November 8, 2016; Washington, DC - On Friday, the Department of Commerce (“Commerce”) preliminarily determined that Zhongwang used heat-treated 5050 alloy grade aluminum extrusions to avoid duties. In its determination, Commerce concluded that this alloy grade was never intended to be used in extrusion applications and that Zhongwang had engaged in this activity solely to avoid duties.

 

In response to the Department’s preliminary determinations, Alan Price, counsel to the Petitioners and head of Wiley Rein LLP trade group, said that “we are gratified by the Department of Commerce’s preliminary determination to take steps to begin to shut down what has been a significant avenue of circumvention for Zhongwang and other Chinese producers.”

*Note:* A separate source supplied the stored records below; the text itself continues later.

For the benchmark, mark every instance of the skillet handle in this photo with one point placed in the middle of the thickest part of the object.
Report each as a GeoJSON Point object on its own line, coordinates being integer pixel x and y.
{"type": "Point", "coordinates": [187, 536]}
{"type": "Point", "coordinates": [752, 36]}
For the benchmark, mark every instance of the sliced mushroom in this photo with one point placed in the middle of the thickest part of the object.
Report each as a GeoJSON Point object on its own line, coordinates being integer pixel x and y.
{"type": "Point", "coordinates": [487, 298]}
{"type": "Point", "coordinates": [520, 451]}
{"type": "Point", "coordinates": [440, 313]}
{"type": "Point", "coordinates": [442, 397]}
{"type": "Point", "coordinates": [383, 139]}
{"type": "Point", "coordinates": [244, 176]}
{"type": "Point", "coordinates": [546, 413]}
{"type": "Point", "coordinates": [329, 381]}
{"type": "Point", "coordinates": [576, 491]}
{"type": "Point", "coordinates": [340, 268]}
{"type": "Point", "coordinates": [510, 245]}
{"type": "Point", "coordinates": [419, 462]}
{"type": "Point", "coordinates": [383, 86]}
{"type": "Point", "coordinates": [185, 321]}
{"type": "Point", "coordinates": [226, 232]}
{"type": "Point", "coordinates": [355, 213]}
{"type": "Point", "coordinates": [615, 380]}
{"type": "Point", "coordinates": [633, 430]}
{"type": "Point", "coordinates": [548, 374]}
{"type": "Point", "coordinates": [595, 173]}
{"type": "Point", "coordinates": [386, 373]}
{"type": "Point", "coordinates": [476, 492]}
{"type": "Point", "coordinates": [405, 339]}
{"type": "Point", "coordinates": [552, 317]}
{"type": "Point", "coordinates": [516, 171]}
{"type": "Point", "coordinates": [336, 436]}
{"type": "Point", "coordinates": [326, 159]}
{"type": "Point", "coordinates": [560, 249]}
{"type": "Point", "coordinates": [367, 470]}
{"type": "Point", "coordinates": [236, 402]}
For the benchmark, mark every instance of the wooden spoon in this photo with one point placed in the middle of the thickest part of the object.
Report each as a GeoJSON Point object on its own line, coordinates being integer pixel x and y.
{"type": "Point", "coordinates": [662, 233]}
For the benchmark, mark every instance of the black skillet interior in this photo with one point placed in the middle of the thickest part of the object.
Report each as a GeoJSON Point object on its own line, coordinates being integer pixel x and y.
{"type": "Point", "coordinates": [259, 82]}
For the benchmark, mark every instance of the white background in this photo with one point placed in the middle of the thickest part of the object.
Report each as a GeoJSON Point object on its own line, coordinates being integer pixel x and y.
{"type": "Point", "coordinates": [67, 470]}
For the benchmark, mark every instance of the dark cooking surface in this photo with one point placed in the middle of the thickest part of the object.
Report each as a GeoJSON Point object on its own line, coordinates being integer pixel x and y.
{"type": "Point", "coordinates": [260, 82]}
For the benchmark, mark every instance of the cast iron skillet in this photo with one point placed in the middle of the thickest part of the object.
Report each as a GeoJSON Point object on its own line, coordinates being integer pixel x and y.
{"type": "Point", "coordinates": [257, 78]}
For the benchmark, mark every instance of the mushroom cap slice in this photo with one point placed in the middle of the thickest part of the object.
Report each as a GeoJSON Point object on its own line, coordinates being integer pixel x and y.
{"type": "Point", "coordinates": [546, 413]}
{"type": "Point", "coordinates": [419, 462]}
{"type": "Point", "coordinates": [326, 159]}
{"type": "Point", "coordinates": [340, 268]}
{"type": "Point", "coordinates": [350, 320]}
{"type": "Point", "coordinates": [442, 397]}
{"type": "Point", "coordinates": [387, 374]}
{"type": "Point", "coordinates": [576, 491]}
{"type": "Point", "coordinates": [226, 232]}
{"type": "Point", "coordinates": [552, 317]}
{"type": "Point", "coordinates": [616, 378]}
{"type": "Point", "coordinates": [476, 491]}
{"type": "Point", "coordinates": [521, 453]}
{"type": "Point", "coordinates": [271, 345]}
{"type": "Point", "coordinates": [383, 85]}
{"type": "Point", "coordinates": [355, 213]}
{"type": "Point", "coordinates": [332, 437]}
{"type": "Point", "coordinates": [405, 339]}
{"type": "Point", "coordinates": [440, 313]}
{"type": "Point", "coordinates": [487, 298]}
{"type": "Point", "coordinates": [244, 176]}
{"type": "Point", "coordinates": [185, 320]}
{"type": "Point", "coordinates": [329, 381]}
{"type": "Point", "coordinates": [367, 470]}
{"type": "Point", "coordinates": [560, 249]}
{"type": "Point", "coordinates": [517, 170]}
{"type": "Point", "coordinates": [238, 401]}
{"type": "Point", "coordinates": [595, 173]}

Mr. Price indicated that “regardless of what it has said publicly, rather than address the Commerce’s concerns, Zhongwang once again refused to participate in this proceeding.” The evidence provided by Petitioners showed that almost as soon as the orders went into effect, Zhongwang began circumventing the duties through this and other schemes. “Zhongwang has no interest in participating at Commerce and has instead looked for ways to exploit the system from the beginning. The Department’s determination is a step in the right direction to correct Zhongwang’s blatant attempts to cheat and evade the orders.”

 

“The AEC is pleased to see this decision from the Department of Commerce. We know Commerce has worked very hard on this case, and we thank them for that,” said Jeff Henderson, President of the Aluminum Extruders Council.


Background:
On Friday, the Department of Commerce (“the Department”) preliminarily determined aluminum extrusions that meet the chemical specifications for 5050-grade aluminum alloy, regardless of producer, exporter, or importer constitute later-developed merchandise and are circumventing the antidumping (AD) and countervailing (CVD) orders on Aluminum Extrusions from the People’s Republic of China. Within the industry the 5050-grade alloy is a rolling alloy and is not intended for use as an extrusion. To use it as an extrusion, the product must be heat-treated following extrusion. This is not a recognized practice for this particular alloy within the industry. The Department found that 5050-grade aluminum alloy extrusions were not commercially available at the time when the petition was filed and that these 5050-alloy aluminum products were developed after the orders went into effect with the purpose of evading the payment of AD and CVD duties. Because of Chinese producers’ widespread practice of circumventing the AD and CVD orders using 5050-grade aluminum alloys, the Department has applied its ruling on a country-wide basis to all Chinese producers and exporters. The Department’s preliminary affirmative circumvention determination clears the way for Customs and Border Protection to suspend liquidation and collect cash deposits on 5050-grade aluminum alloy extrusions that have entered the United States on or after March 21, 2016.

 

The Department intends to issue its final circumvention determination no later than January 9, 2017.

 

The Aluminum Extruders Council (AEC), established in 1950, is an international association dedicated to advancing the effective use of aluminum extrusion in North America. AEC is committed to bringing comprehensive information about extrusion's characteristics, applications, environmental benefits, design and technology to users, product designers, engineers and the academic community. Further, AEC is focused on enhancing the ability of its members to meet the emerging demands of the market through sharing knowledge and best practices. Advocacy programs ensure that aluminum extruders, suppliers and their products remain relevant and viable in an ever-changing legislative and regulatory climate. More than 120 member companies represent primary aluminum producers and other industry suppliers in addition to aluminum extruders operating hundreds of extrusion presses in hundreds of plants worldwide. For more information, visit the website at www.aec.org; contact AEC at mail@aec.org.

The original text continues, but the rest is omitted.